This is not true for all positive integers. For example, setting a = 1 gives 2/3.

#### Ed Aboud

Sorry there is a correction $$\frac{a^3 -a}{3}$$

#### gabbagabbahey

Homework Helper
Gold Member
Sorry there is a correction $$\frac{a^3 -a}{3}$$
You might want to factor $a^3 -a$, and show that for all integers $a\geq1$, one of the factors will be divisible by 3.

#### Hurkyl

Staff Emeritus
Gold Member
3. The Attempt at a Solution

$$a^3 - a = 3q + r$$

r can be:

$$r = 0,1,2$$

for r = 0

$$\frac{a^3 - a}{3} = q$$

q is an integer by the division algorithm.
Where did q and r come from? Whenever you introduce new variables, you need to say what they are, and why they should have the properties you say they have. You need to say something like "By the division algorithm, we can select integers q and r such that a^3 - a = 3q + r, where 0 <= r < 3". If you don't explain the introduction of new variables, then your work is just nonsense.

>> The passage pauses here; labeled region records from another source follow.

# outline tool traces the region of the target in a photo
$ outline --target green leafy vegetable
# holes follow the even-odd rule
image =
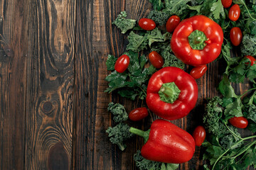
[[[187,9],[187,4],[191,0],[166,0],[165,8],[163,11],[166,12],[169,16],[177,15],[184,16]]]
[[[147,16],[148,18],[153,20],[156,24],[159,26],[166,24],[169,17],[166,13],[159,11],[151,11]]]
[[[148,45],[151,47],[154,42],[165,42],[167,40],[171,40],[171,38],[169,33],[162,34],[158,28],[147,31],[144,35],[139,35],[132,31],[128,36],[129,44],[127,50],[139,52],[148,49]]]
[[[113,71],[114,69],[114,64],[117,58],[114,57],[114,55],[109,55],[107,56],[107,60],[106,62],[107,69],[110,71]]]
[[[256,55],[256,37],[246,34],[243,36],[241,45],[242,56]]]
[[[146,86],[151,75],[156,72],[153,66],[144,68],[147,59],[144,55],[129,51],[124,54],[130,58],[127,71],[118,73],[116,71],[109,74],[105,80],[109,81],[109,87],[105,92],[111,93],[118,89],[118,94],[122,96],[134,100],[136,97],[141,99],[146,98]]]
[[[177,164],[165,164],[146,159],[142,156],[139,150],[134,155],[134,159],[139,170],[175,170],[179,166]]]
[[[213,12],[213,15],[215,19],[220,19],[220,14],[225,18],[225,14],[224,12],[224,8],[221,3],[221,0],[218,0],[213,4],[213,6],[210,8],[210,11]]]
[[[125,110],[124,106],[119,103],[114,103],[111,102],[108,105],[107,110],[110,111],[113,115],[113,120],[116,123],[121,123],[127,120],[128,114]]]
[[[129,44],[127,50],[134,52],[139,52],[147,49],[148,40],[145,36],[142,36],[132,31],[128,36]]]
[[[117,144],[122,151],[124,150],[127,147],[124,142],[133,136],[133,134],[129,132],[129,128],[128,125],[120,123],[114,127],[108,128],[106,130],[110,137],[110,142]]]
[[[151,46],[151,50],[156,51],[163,57],[164,60],[163,67],[171,66],[184,69],[185,64],[173,54],[169,42],[156,43]]]
[[[122,11],[115,21],[112,22],[112,24],[121,29],[122,33],[125,33],[128,30],[134,28],[136,24],[136,20],[126,19],[127,16],[126,11]]]
[[[149,2],[152,4],[154,10],[160,11],[164,7],[161,0],[149,0]]]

Yes, I was able to figure out what you meant, but that's irrelevant; it would be completely analogous to saying "me food want" in your English classes.

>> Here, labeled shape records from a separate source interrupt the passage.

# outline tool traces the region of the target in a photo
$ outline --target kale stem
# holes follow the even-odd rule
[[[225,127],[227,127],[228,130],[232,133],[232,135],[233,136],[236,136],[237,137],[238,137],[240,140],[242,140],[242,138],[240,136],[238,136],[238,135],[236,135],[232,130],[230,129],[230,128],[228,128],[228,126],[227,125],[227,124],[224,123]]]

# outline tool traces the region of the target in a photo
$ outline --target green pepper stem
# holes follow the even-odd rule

When I try this attempt with 3q+1 and 3q+2 I can't get it to work.
Of course not. If r=1 or r=2, then (a^3-a)/3 is not an integer. That's what 'remainder' means, right? And r is supposed to be a remainder?

#### Count Iblis

Fermat's little theorem: a^2 Mod 3 = 1 if a is not a multiple of 3. So we always have that a^3 = a Mod 3.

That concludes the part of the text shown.